Random Forest
Ensemble of decision trees that averages predictions
Ensemble of decision trees that averages predictions. Each tree sees a random subset of data and features.
When to use:
- Robust baseline - works well on most problems
- Handles non-linear relationships naturally
- Can handle missing values
- Feature importance needed
- Resistant to overfitting
Strengths: Very accurate, handles non-linearity, robust to noise and outliers, provides feature importance Weaknesses: Can be slow, large model size, less interpretable than linear models
Model Parameters
N Estimators (default: 100) Number of trees in the forest. More trees = better but slower.
- 50-100: Fast training
- 100-300: Good default
- 500+: Maximum accuracy, slower
Max Depth Maximum tree depth. Controls model complexity.
- None: Trees grow until pure (may overfit)
- Low (3-10): Simple, prevents overfitting
- High (20-50): Complex patterns, may overfit
Min Samples Split (default: 2) Minimum samples needed to split a node. Higher values prevent overfitting.

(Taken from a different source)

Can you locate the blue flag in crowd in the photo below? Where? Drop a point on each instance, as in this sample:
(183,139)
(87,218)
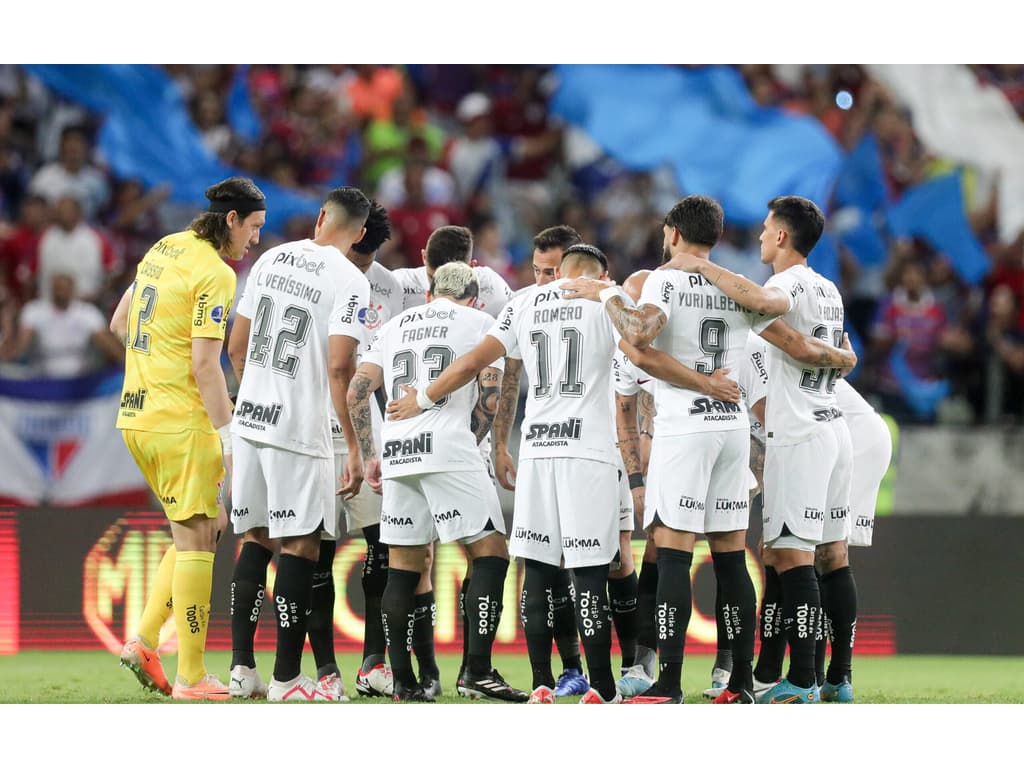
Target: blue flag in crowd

Min Samples Leaf (default: 1) Minimum samples in a leaf node. Higher values create smoother predictions.
Max Features Features to consider at each split:
- sqrt: Square root of total features
- log2: Log2 of total features (default for regression)
- None: Use all features
Bootstrap (default: true) Whether to use bootstrap sampling. Keep true for better generalization.
Random State (default: 42) Seed for reproducibility.